Al terminar esas palabras, Hana soltó un gran gemido de placer muy alto al sentir como Naruto pellizcaba su clítoris sobre sus bragas. La mujer no perdió el tiempo y empezó a estrujar el pene de Naruto con sus grandes pechos mientras saboreaba la punta con su lengua. Naruto retiro las bragas de la mujer y empezó a saborear el néctar que fluía por las piernas de Hana, quien se estremeció y excito al sentir la lengua del rubio entrar y salir de su vagina. Lo que no noto la excitada pareja, es que la puerta de la habitación se entre abrió un poco. Natsu había llegado a la habitación de su tía. La pobre chica solo había recibido la orden de su tía de que Naruto llegaría a su casa, y que si el preguntaba, Hinata se encontraba en casa. La joven Hyuga creyó que la mujer hablaría con el rubio por algún asunto de su hija o algo así, pero nunca se imaginó que su adorada tía estuviera en tan atrevida y por demás, prohibida posición con el novio de su prima. La mujer llevaba una bandeja con algunos bocadillos, pero al escuchar los gemidos, dejo la bandeja con los bocadillos en una mesita cerca de ahí y abrió un poco la puerta. Al verlos, en tal faena llena de placer, la chica apretó un poco sus piernas, como si quisiera reprimir el hormigueo que la invadía. Natsu se sorprendió y no sabía cómo responder o que hacer. Pero algo le impedía irse, solo quería ver, ser testigo de tan pecaminosa situación. Y lo peor llego cuando lentamente su mano derecha empezó a levantar su falta hasta llegar a su cintura y su mano empezó a acariciar su intimidad sobre sus bragas a rayas verdes y descubrir con sorpresa que ya estaban húmedas con tan poco que vio.
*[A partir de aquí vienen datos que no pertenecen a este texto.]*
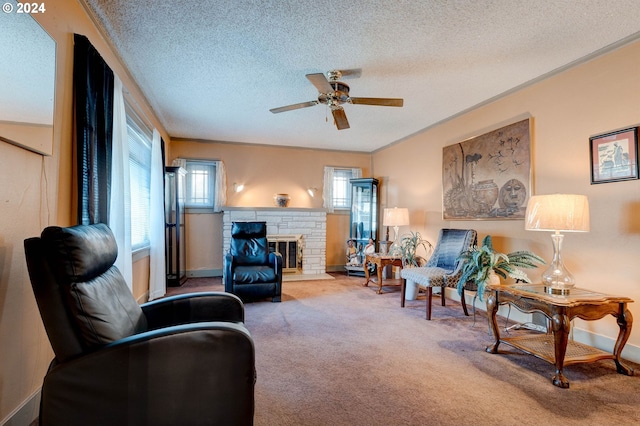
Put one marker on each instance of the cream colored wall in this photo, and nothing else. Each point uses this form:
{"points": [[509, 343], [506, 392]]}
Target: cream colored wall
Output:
{"points": [[36, 191], [593, 98], [265, 171]]}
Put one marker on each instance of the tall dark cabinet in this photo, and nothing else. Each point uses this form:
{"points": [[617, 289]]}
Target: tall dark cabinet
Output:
{"points": [[174, 192], [364, 211]]}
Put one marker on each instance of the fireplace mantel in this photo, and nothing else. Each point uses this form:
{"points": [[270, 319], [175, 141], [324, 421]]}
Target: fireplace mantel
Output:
{"points": [[274, 209]]}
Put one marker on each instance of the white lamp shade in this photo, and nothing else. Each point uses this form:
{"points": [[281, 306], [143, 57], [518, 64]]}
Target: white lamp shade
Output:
{"points": [[396, 217], [558, 212]]}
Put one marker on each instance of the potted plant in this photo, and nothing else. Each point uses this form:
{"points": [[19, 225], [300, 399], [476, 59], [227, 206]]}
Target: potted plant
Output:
{"points": [[408, 247], [482, 264]]}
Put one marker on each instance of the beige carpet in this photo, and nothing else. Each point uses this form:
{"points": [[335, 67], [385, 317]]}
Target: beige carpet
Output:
{"points": [[336, 353]]}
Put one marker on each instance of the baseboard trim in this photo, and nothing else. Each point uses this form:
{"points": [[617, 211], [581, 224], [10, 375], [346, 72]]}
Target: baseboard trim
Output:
{"points": [[605, 343], [26, 413]]}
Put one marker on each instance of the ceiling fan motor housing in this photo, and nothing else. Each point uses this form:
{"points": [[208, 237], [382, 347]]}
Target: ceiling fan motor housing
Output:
{"points": [[339, 95]]}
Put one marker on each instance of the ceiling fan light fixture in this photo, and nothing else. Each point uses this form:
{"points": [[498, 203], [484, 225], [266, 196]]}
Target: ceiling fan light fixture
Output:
{"points": [[333, 93]]}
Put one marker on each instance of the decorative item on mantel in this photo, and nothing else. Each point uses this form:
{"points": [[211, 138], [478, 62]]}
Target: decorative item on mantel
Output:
{"points": [[558, 213], [281, 200]]}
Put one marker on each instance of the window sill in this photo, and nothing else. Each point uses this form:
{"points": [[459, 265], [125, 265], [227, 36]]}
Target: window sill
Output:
{"points": [[139, 254], [199, 210]]}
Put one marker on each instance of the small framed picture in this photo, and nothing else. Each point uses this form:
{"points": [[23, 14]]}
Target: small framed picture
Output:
{"points": [[614, 156]]}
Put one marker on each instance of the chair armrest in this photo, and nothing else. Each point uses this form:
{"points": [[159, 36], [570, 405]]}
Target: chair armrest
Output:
{"points": [[176, 375], [228, 272], [193, 307], [275, 260]]}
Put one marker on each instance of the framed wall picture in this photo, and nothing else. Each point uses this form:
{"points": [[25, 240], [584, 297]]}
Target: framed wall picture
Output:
{"points": [[489, 176], [614, 156]]}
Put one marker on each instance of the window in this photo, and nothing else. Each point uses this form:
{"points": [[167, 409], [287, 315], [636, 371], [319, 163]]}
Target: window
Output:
{"points": [[140, 139], [337, 187], [200, 184], [341, 188]]}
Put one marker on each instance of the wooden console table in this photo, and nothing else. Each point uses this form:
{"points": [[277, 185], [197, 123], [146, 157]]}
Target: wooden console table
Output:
{"points": [[560, 310], [380, 260]]}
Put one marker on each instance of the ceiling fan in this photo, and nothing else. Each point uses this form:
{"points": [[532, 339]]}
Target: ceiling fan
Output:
{"points": [[334, 93]]}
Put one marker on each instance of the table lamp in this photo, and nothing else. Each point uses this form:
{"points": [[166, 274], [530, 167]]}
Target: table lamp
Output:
{"points": [[557, 213], [396, 217]]}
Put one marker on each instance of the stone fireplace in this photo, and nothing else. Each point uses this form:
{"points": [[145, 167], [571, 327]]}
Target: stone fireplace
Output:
{"points": [[307, 228]]}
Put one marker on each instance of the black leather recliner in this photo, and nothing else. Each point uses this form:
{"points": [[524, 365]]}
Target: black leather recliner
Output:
{"points": [[181, 360], [250, 270]]}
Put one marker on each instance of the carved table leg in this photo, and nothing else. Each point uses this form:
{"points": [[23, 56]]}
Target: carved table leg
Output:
{"points": [[560, 325], [366, 275], [379, 270], [625, 320], [492, 310]]}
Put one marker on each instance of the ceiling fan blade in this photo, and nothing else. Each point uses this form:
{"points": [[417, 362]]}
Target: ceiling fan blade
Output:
{"points": [[340, 118], [294, 106], [352, 73], [377, 101], [321, 82]]}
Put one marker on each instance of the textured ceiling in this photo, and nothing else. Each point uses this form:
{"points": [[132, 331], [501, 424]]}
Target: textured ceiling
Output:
{"points": [[212, 69]]}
— ¡Na-Naruto, no podre…! – Hana seguía usando la voz de su hija menor mientras agitaba más sus pechos para intensificar la excitación del joven - ¡No pares!
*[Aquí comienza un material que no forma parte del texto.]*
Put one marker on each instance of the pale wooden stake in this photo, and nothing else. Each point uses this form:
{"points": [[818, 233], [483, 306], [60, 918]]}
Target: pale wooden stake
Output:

— Quiero oírte decir… que es lo que quieres – el rubio resistía el placer que le producía la mujer, pero parecía ceder poco a poco mientras seguía estimulando a la mujer – quiero que lo pidas con naturalidad

— ¡Naruto, dame más placer! – Hana volvió a usar su voz normal mientras arqueaba su espalda – quiero que me hagas sentir como una verdadera zorra

— Veo que lo necesitabas con mucha desesperación – el rubio metió dos dedos dentro de la intimidad de Hana para luego dirigir su mano a su trasero

— ¡Si Naruto, lo necesitaba! Hiashi ya no me toca ni me produce ningún placer como tú. Por eso quería estar contigo. Necesito que me hagas sentir una mujer de verdad

— No solo te are sentir como una mujer – Naruto acariciaba con sus dedos el ano de la mujer – te hare mi zorra personal

— ¡Kya! – la mujer no pudo contener ese pequeño gritito de placer al sentir su ano invadido por los dedos del rubio, lo que la lleno de éxtasis

— Oye, no te dije que pararas

Con esas palabras de Naruto, la mujer siguió masturbando el miembro del rubio, llegando a meterlo por completo en su boca. Naruto seguía metiendo sus dedos en la vagina y el ano de la mujer, mientras seguía saboreando su intimidad, hasta que sintió como ella se estremecía con el orgasmo que la estaba invadiendo.

— ¡Naruto, me vengo! – Hana metió de lleno el pene del rubio en su boca

— Hana, me corro – Naruto dio un último pellizco al clítoris de Hana mientras sentía que se corría

Hana lleno su boca del espeso néctar del rubio, el cual empezó a tragar lentamente. Cuando ya no pudo con mas, libero el pene, del cual salió un último disparo que lleno toda su cara. La mujer se recostó al lado del rubio mientras tomaba parte del semen en su rostro con sus dedos y lo saboreaba lentamente, mientras el rubio empezaba a desabrochar la blusa de la mujer para estimular sus pechos con leves besos, pellizcos y mordidas. Afuera de la habitación, Natsu se encontraba de pie cerca del borde de la puerta. La pobre peli verde tenía su falda levantada y con sus bragas totalmente húmedas. La chica se encontraba estimulando su clítoris con su mano derecha mientras que con la izquierda estiraba sus duros pezones sobre la blusa. Luego poso sus dedos sobre sus labios para saborear sus propios fluidos, algo que solo hizo que se excitara más. Quería irse, pues creyó que todo había terminado, hasta que escucho otro gemido dentro de la habitación. Al mirar por la pequeña abertura de la puerta, una corriente eléctrica recorrió su espalda al ver una escena por demás erótica. Hana se encontraba recostada con sus nalgas al aire, mostrando su húmeda vagina, que chorreaba en señal de estar listo. La mujer mostraba una mirada de total sumisión con sus senos al aire mientras meneaba su cintura con cierta desesperación.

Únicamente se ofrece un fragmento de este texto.